While Slovakia might be the most improved women's hockey nation of recent years, they still are a ways off competing for a medal. They lost to the USA 5-0, and the Swedes 3-0, and while those are respectable scores, the real reason behind those lower goal totals was the play of goaltender Zuzana Tomcikova. Tomcikova is one of the top goaltenders in the WCHA (2009-10 Co-Player of the Year), playing for the Bemidji State Beavers, and one begins to understand why Slovakia continue to punch above their weight in international competition. Slovakia plays Russia today in a battle for third place in Group A, and even though the nation is playing in their first World Championships (though they qualified for the 2010 Olympics, finishing eighth out of eight teams), they have an outside shot now of playing for a medal. Even if they come up short, Tomcikova's heroics could at least help save them from relegation to Division 1.
Tomcikova's stats this tournament? 71 saves vs. Sweden and 58 saves vs. the USA, for a .942 SV% against two of the top four teams. Her WCHA stats? A .933 SV% this past year, .938 in 2009-10, and .917 as a freshman in 2008-09. She could very well be the top goalie in women's hockey at the moment, and at 5'11", she's also one of the tallest. Swedish captain Erika Holst had this to say about Tomcikova's game vs. Sweden on WINIH.com:
Their goalie (Zuzana Tomcikova) has good size and very good reactions, so she doesn’t leave much net open to shoot at and she is quick covering those few spots.My two assists were both shots from the blue line that was deflected so that was a good way to find the net.

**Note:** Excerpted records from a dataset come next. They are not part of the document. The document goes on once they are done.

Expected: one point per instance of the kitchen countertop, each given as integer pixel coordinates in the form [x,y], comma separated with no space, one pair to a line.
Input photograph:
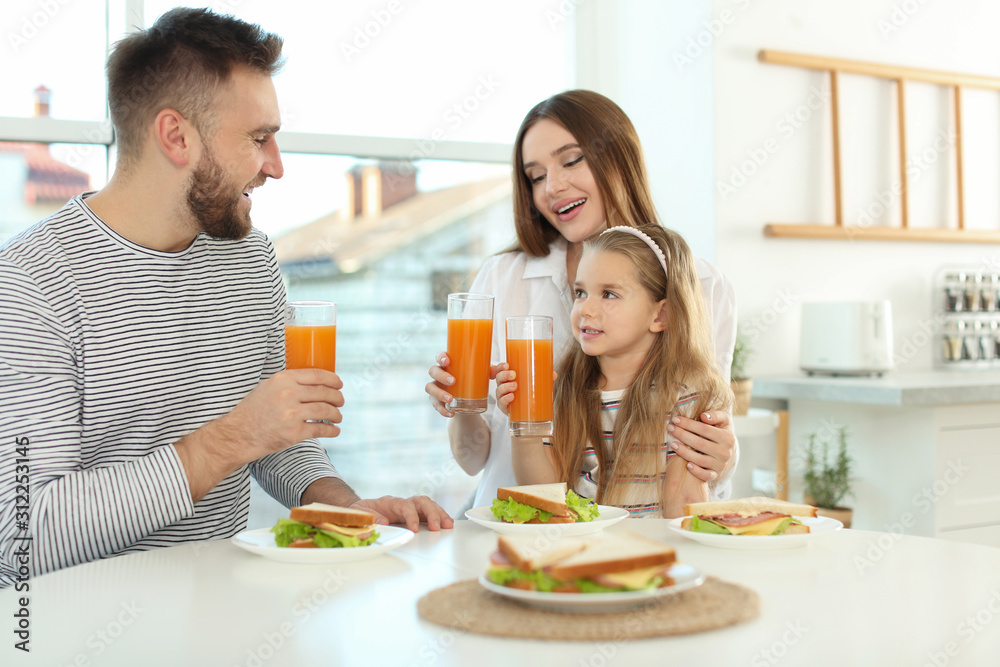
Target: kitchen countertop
[895,388]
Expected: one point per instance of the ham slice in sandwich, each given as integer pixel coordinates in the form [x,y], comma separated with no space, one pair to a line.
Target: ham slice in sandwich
[318,525]
[747,516]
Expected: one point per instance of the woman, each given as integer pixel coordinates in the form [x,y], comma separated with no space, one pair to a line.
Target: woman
[578,170]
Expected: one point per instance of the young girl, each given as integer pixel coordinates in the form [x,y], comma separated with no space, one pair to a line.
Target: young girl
[644,357]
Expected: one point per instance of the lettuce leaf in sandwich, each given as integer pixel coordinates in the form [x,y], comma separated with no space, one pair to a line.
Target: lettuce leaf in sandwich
[515,512]
[584,508]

Still, it is the unfortunate reality of women's hockey that star goaltenders are the biggest hope for upsets to occur. We've seen great goaltending performances from Tomcikova, Schelling, and Raty at this tournament so far, and in the past Kim Martin of Sweden was able to upset the global order by beating the USA in the 2006 Olympic semifinals to claim the silver medal at Turin. Maybe these goaltenders can help the rest of their teammates acclimatize to the higher level of competition, and genuine improvement will follow. For now, well, the best we can hope for is they screw up the established order more than every once in a while.